Ein modularer, frei konfigurierbarer Arbeitsplatz-Compute Server

Verbundprojekt zwischen der TU Chemnitz und der TBZ-Pariv GmbH


Prof. W.Rehm


Gesamtziel / Aufgabenstellung

Ziel des Forschungsprojektes war die Konzeptionierung eines PC-Clusters. Konkret sollte eine kostengünstige Alternative zu proprietären Workgroup-Servern untersucht werden, um damit eine Art Personal-Compute-Server zu schaffen.

Dabei wurde das Gesamtziel in drei Aufgabengebiete unterteilt:

  1. Message-Passing Interface (MPI)
    Systemsoftware-Entwicklungen
  2. Design einer systemfreundlichen PCI-SCI Bridge mit optimiertem User-Interface (Virtual Interface Architecture)
    Hardware-Entwicklungen
  3. Integrierte Systemumgebung
    Benutzersoftware-Entwicklungen

Ein Schwerpunkt im Bereich der Systemsoftware-Entwicklungen lag in Zusatzentwicklungen für MPICH (s. report), um dafür mehrere Kommunikationsmedien zur selben Zeit verwenden zu können.
Ein zweiter Schwerpunkt bestand in der Entwicklung von Virtual Interface Architecture (VIA)-Systemsoftware (s. report), welche auf speziell optimierter Hardware aufsetzt und neben handelsüblichen Kommunikationsmedien als Basis für die MPI-Entwicklungen dient.

Die Hardware-Entwicklungen zielten auf eine Erweiterung bzw. Verbesserung der allgemeinen Architektur von PCI-SCI(Scalable Coherent Interface) ab. Dabei sollte neben der Möglichkeit via Distributed Shared Memory (DSM) Daten auszutauschen auch die Möglichkeit gegeben werden, vom User-Level aus DMA-Transfers im Sinne der VIA steuern zu können, um damit den Prozessor zu entlasten. Die Verfügbarkeit von DSM und DMA sollte die Implementierung effizienterer MPI-Kommunikationsbibliotheken ermöglichen.

Benutzersoftware-Entwicklungen waren angedacht, um den Umgang mit einem Cluster zu vereinfachen. Dies ist besonders im industriellen (d.h. nicht-wissenschaftlichen) Umfeld von großem Interesse.

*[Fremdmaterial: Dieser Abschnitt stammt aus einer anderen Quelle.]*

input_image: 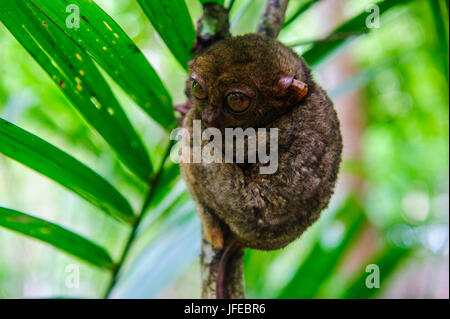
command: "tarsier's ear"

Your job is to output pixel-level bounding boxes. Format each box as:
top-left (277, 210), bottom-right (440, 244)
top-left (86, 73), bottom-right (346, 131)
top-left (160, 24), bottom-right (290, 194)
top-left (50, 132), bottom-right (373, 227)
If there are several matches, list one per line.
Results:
top-left (272, 76), bottom-right (308, 104)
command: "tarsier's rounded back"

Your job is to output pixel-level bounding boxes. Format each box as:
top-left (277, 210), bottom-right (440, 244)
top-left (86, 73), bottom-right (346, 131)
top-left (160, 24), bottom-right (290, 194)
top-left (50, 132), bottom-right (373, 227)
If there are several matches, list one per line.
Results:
top-left (181, 34), bottom-right (342, 250)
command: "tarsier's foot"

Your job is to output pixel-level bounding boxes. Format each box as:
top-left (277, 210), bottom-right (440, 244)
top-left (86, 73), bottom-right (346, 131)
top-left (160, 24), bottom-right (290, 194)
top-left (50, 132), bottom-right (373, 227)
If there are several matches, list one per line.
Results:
top-left (201, 213), bottom-right (225, 250)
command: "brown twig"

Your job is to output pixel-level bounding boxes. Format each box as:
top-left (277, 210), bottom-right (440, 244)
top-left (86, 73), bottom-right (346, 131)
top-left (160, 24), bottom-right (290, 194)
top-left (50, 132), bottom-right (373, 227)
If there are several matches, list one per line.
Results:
top-left (192, 0), bottom-right (288, 299)
top-left (192, 2), bottom-right (231, 55)
top-left (258, 0), bottom-right (289, 39)
top-left (200, 235), bottom-right (245, 299)
top-left (192, 3), bottom-right (244, 299)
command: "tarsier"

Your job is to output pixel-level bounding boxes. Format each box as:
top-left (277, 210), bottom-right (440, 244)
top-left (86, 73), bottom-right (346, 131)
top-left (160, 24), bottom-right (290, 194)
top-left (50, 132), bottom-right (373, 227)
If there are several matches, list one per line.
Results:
top-left (179, 34), bottom-right (342, 298)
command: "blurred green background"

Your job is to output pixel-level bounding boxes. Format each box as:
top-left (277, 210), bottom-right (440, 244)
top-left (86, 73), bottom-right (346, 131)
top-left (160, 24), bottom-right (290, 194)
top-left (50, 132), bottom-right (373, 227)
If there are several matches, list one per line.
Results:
top-left (0, 0), bottom-right (449, 298)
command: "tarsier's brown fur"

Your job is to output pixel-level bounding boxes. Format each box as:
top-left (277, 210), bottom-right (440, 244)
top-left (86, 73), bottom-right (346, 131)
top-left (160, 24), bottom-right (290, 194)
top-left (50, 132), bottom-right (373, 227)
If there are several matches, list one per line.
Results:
top-left (181, 34), bottom-right (342, 250)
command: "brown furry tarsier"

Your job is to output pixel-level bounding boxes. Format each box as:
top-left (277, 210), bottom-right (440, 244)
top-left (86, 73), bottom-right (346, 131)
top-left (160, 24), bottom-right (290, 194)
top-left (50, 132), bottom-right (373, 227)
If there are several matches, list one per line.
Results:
top-left (181, 34), bottom-right (342, 296)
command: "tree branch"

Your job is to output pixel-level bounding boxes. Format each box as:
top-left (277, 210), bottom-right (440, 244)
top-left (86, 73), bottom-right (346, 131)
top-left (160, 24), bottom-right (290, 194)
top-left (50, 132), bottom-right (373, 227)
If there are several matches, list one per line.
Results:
top-left (258, 0), bottom-right (289, 39)
top-left (192, 3), bottom-right (244, 299)
top-left (191, 2), bottom-right (231, 55)
top-left (200, 234), bottom-right (245, 299)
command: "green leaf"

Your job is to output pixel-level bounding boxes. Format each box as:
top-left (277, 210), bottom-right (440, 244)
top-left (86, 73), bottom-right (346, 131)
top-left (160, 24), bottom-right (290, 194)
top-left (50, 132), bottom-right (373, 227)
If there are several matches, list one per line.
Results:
top-left (0, 0), bottom-right (153, 180)
top-left (283, 0), bottom-right (320, 28)
top-left (138, 0), bottom-right (195, 70)
top-left (200, 0), bottom-right (225, 6)
top-left (31, 0), bottom-right (176, 130)
top-left (429, 0), bottom-right (449, 83)
top-left (277, 197), bottom-right (364, 299)
top-left (302, 0), bottom-right (411, 66)
top-left (0, 118), bottom-right (134, 222)
top-left (340, 246), bottom-right (412, 299)
top-left (0, 207), bottom-right (114, 270)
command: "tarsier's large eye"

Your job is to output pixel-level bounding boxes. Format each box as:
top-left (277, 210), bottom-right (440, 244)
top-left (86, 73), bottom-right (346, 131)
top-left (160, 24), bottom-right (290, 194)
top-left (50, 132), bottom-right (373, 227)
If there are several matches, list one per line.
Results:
top-left (226, 93), bottom-right (250, 112)
top-left (192, 80), bottom-right (208, 100)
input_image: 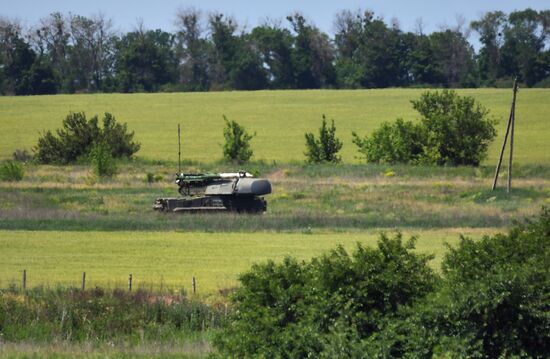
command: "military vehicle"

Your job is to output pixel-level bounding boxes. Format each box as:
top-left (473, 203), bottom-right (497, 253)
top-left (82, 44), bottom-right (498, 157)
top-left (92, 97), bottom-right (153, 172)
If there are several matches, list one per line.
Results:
top-left (153, 171), bottom-right (271, 213)
top-left (153, 125), bottom-right (271, 213)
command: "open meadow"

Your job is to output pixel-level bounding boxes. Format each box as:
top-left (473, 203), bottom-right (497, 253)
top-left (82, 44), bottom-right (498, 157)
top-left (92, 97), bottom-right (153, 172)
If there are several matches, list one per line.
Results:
top-left (0, 228), bottom-right (495, 296)
top-left (0, 89), bottom-right (550, 293)
top-left (0, 89), bottom-right (550, 165)
top-left (0, 89), bottom-right (550, 358)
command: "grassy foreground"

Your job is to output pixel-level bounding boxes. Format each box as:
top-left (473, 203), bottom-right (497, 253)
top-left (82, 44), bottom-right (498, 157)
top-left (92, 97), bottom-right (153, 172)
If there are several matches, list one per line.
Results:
top-left (0, 89), bottom-right (550, 165)
top-left (0, 228), bottom-right (495, 295)
top-left (0, 162), bottom-right (550, 233)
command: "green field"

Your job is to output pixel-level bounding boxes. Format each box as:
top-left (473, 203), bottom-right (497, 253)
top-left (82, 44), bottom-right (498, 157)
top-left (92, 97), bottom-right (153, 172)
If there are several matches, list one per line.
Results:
top-left (0, 89), bottom-right (550, 164)
top-left (0, 228), bottom-right (495, 295)
top-left (0, 89), bottom-right (550, 293)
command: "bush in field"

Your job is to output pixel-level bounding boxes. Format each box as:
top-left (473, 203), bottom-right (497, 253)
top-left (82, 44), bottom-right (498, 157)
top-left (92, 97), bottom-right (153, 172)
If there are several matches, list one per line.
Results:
top-left (353, 90), bottom-right (496, 166)
top-left (12, 149), bottom-right (32, 163)
top-left (34, 112), bottom-right (140, 164)
top-left (305, 115), bottom-right (342, 163)
top-left (0, 160), bottom-right (25, 181)
top-left (90, 142), bottom-right (117, 177)
top-left (216, 235), bottom-right (435, 358)
top-left (215, 208), bottom-right (550, 358)
top-left (354, 208), bottom-right (550, 358)
top-left (223, 116), bottom-right (256, 163)
top-left (412, 90), bottom-right (496, 166)
top-left (352, 119), bottom-right (424, 163)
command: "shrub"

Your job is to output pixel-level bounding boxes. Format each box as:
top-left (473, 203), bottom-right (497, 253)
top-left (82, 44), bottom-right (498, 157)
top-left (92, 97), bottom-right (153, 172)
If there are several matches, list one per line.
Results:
top-left (215, 235), bottom-right (436, 358)
top-left (223, 115), bottom-right (256, 163)
top-left (34, 112), bottom-right (140, 164)
top-left (353, 90), bottom-right (496, 166)
top-left (214, 208), bottom-right (550, 358)
top-left (12, 149), bottom-right (32, 163)
top-left (305, 115), bottom-right (342, 163)
top-left (412, 90), bottom-right (496, 166)
top-left (373, 208), bottom-right (550, 358)
top-left (90, 142), bottom-right (117, 177)
top-left (0, 160), bottom-right (25, 181)
top-left (352, 119), bottom-right (424, 163)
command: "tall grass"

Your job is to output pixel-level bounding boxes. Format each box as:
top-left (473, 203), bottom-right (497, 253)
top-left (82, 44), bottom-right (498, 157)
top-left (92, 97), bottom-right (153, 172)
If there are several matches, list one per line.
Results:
top-left (0, 287), bottom-right (227, 345)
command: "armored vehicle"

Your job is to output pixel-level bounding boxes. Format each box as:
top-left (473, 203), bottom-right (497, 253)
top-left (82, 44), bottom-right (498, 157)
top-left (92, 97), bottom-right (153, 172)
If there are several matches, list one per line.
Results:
top-left (153, 171), bottom-right (271, 213)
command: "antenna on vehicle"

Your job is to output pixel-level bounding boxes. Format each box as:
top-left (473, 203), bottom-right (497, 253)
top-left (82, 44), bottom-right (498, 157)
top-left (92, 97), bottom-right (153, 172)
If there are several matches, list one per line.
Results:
top-left (178, 123), bottom-right (181, 175)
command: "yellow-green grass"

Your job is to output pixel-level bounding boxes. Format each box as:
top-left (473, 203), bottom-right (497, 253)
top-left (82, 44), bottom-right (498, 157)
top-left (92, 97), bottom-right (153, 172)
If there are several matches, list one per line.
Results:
top-left (0, 89), bottom-right (550, 164)
top-left (0, 228), bottom-right (495, 295)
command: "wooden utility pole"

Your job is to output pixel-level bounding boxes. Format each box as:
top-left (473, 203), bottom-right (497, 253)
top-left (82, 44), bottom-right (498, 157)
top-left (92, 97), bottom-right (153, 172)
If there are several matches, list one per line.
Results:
top-left (128, 273), bottom-right (132, 292)
top-left (178, 123), bottom-right (181, 175)
top-left (492, 77), bottom-right (518, 193)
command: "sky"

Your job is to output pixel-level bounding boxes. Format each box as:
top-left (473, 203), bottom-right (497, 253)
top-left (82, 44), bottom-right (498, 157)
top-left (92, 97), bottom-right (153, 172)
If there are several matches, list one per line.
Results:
top-left (0, 0), bottom-right (550, 41)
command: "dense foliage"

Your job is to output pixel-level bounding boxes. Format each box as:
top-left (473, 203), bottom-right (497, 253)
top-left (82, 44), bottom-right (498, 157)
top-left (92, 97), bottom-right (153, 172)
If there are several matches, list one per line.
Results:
top-left (34, 112), bottom-right (140, 164)
top-left (90, 142), bottom-right (117, 177)
top-left (353, 90), bottom-right (496, 166)
top-left (0, 9), bottom-right (550, 95)
top-left (305, 115), bottom-right (342, 163)
top-left (216, 235), bottom-right (436, 358)
top-left (352, 118), bottom-right (424, 163)
top-left (223, 116), bottom-right (255, 163)
top-left (216, 208), bottom-right (550, 358)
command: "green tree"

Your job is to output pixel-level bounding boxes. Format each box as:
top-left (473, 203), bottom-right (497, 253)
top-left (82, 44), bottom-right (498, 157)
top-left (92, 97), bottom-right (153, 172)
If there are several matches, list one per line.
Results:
top-left (223, 115), bottom-right (256, 163)
top-left (215, 234), bottom-right (436, 358)
top-left (90, 142), bottom-right (117, 177)
top-left (287, 13), bottom-right (336, 89)
top-left (176, 9), bottom-right (211, 91)
top-left (305, 115), bottom-right (342, 163)
top-left (34, 112), bottom-right (140, 164)
top-left (115, 29), bottom-right (177, 92)
top-left (501, 9), bottom-right (550, 86)
top-left (250, 25), bottom-right (296, 89)
top-left (470, 11), bottom-right (506, 84)
top-left (352, 118), bottom-right (425, 163)
top-left (353, 90), bottom-right (496, 166)
top-left (411, 90), bottom-right (496, 166)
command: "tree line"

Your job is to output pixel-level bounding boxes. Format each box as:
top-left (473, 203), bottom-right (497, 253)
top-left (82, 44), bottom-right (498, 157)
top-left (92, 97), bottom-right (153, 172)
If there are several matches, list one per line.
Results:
top-left (0, 9), bottom-right (550, 95)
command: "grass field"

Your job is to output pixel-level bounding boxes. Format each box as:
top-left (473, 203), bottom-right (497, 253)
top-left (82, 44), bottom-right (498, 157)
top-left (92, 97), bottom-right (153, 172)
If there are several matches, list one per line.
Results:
top-left (0, 228), bottom-right (495, 295)
top-left (0, 163), bottom-right (550, 232)
top-left (0, 89), bottom-right (550, 164)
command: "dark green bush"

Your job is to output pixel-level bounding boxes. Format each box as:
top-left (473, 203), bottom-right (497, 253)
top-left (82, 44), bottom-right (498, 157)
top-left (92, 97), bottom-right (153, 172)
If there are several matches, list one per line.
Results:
top-left (216, 235), bottom-right (435, 357)
top-left (305, 115), bottom-right (342, 163)
top-left (353, 90), bottom-right (496, 166)
top-left (0, 160), bottom-right (25, 181)
top-left (12, 148), bottom-right (33, 163)
top-left (366, 208), bottom-right (550, 358)
top-left (223, 116), bottom-right (256, 163)
top-left (412, 90), bottom-right (496, 166)
top-left (34, 112), bottom-right (140, 164)
top-left (215, 208), bottom-right (550, 358)
top-left (90, 142), bottom-right (117, 177)
top-left (352, 118), bottom-right (425, 163)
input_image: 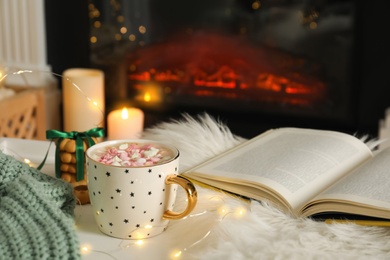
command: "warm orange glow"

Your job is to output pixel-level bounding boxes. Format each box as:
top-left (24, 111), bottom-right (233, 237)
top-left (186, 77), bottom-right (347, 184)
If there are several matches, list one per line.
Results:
top-left (122, 107), bottom-right (129, 119)
top-left (144, 92), bottom-right (152, 102)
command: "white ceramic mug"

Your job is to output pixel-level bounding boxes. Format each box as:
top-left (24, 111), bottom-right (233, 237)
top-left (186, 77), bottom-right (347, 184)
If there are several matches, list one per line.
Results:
top-left (86, 140), bottom-right (197, 239)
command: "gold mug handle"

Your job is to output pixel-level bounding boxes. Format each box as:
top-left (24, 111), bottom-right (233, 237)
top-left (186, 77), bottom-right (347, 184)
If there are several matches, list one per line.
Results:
top-left (163, 174), bottom-right (198, 219)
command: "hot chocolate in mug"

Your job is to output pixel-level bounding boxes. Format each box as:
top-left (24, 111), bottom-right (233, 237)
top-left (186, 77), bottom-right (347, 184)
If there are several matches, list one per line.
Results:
top-left (86, 139), bottom-right (197, 239)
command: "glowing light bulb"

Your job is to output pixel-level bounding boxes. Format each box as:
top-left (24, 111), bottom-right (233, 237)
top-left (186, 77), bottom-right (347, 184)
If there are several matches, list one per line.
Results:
top-left (80, 244), bottom-right (92, 255)
top-left (24, 158), bottom-right (31, 165)
top-left (135, 240), bottom-right (144, 246)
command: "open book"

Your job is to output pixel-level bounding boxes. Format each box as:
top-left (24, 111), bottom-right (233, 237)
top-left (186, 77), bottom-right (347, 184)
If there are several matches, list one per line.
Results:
top-left (182, 128), bottom-right (390, 219)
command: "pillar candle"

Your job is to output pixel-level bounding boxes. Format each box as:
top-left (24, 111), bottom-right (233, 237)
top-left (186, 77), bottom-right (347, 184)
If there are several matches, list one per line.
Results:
top-left (62, 68), bottom-right (105, 132)
top-left (107, 108), bottom-right (144, 140)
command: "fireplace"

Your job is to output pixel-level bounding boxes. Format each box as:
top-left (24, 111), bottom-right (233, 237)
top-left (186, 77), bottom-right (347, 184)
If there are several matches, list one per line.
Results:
top-left (45, 0), bottom-right (390, 137)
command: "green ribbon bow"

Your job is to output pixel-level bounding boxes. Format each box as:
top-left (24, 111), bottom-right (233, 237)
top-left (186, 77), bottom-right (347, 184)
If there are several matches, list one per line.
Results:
top-left (38, 127), bottom-right (104, 181)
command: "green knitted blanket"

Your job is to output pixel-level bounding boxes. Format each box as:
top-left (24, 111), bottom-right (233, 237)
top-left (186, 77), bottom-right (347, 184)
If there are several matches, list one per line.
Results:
top-left (0, 151), bottom-right (81, 260)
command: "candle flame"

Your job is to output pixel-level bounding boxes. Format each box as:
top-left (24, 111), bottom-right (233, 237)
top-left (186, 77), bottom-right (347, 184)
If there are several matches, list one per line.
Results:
top-left (144, 92), bottom-right (152, 102)
top-left (122, 107), bottom-right (129, 119)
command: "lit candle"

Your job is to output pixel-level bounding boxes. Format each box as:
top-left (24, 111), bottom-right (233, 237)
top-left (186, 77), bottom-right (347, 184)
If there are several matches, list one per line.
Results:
top-left (62, 68), bottom-right (105, 132)
top-left (107, 108), bottom-right (144, 140)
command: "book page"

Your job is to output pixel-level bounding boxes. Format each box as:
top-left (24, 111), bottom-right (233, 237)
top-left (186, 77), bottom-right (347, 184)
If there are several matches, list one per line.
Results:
top-left (306, 148), bottom-right (390, 218)
top-left (184, 128), bottom-right (372, 212)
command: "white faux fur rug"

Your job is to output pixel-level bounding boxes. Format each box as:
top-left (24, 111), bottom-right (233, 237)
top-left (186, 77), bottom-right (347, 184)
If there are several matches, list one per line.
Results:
top-left (142, 114), bottom-right (390, 260)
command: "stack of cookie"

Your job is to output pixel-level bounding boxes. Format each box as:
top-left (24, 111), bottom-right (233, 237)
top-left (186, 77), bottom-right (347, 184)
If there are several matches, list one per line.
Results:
top-left (57, 138), bottom-right (97, 204)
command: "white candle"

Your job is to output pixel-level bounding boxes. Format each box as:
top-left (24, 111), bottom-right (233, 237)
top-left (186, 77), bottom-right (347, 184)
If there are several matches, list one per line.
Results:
top-left (62, 68), bottom-right (105, 132)
top-left (107, 108), bottom-right (144, 140)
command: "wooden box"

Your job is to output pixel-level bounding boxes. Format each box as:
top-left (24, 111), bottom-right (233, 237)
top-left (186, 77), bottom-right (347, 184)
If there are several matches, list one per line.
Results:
top-left (0, 88), bottom-right (46, 140)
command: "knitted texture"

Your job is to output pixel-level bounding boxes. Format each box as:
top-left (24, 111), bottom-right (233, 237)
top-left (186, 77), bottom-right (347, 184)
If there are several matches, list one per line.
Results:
top-left (0, 151), bottom-right (81, 260)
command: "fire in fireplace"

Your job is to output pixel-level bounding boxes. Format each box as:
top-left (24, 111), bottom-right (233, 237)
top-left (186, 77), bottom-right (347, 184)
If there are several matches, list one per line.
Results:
top-left (45, 0), bottom-right (390, 136)
top-left (128, 32), bottom-right (329, 114)
top-left (116, 0), bottom-right (355, 125)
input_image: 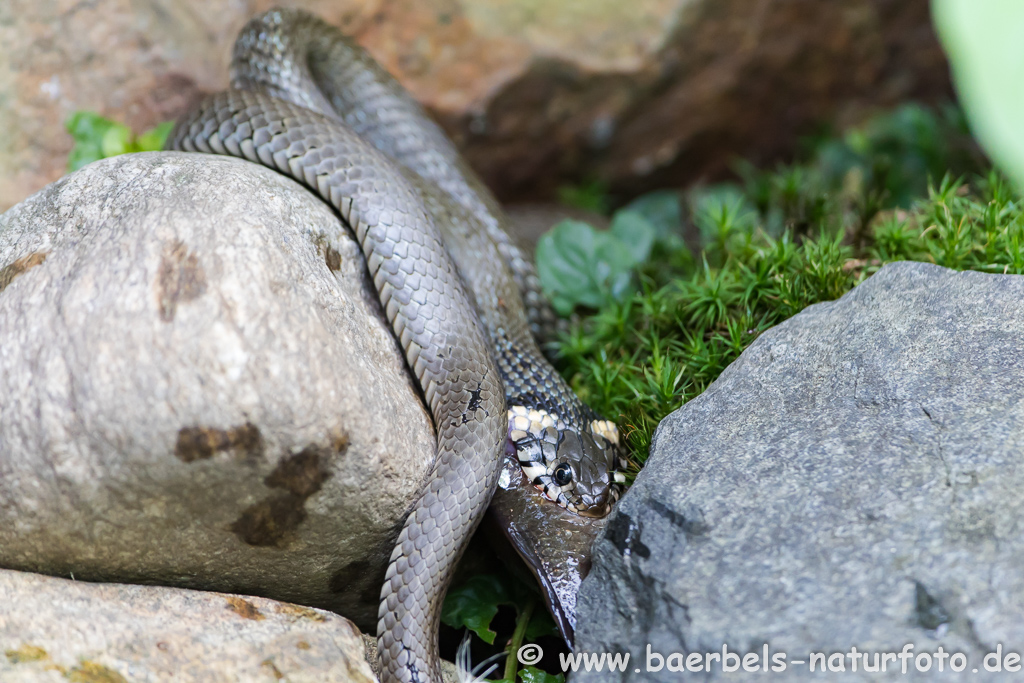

Zusammenfassung / Ausblick

Obwohl nicht alle hochgesteckten Ziele vollständig erreicht werden konnten, konnten dennoch eine Vielzahl an Beiträgen auf dem Gebiet des Cluster Computing geliefert werden.
Mit Ende des Forschungsförderungsprojektes sollen jedoch die Arbeiten daran nicht eingestellt werden. Vielmehr sollen die gelösten Aufgaben und gewonnenen Erkenntnisse in die Bearbeitung neuer Fragestellungen einfließen.
Inzwischen hat auch die generelle Bedeutung und Akzeptanz des Cluster Computing stark zugenommen. Weltweit gibt es eine Vielzahl von Clustersystemen. Nicht zuletzt ist hier auch der an der TU Chemnitz angeschaffte 528-Knoten Cluster CLiC zu nennen, welcher sich durch ein sehr gutes Preis/Leistungsverhältnis im Hinblick auf die Rechenleistung auszeichnet.

Neben der eigentlichen Forschungsarbeit wurden auch zwei für den Themenbereich des Cluster Computing wichtige Veranstaltungen durchgeführt.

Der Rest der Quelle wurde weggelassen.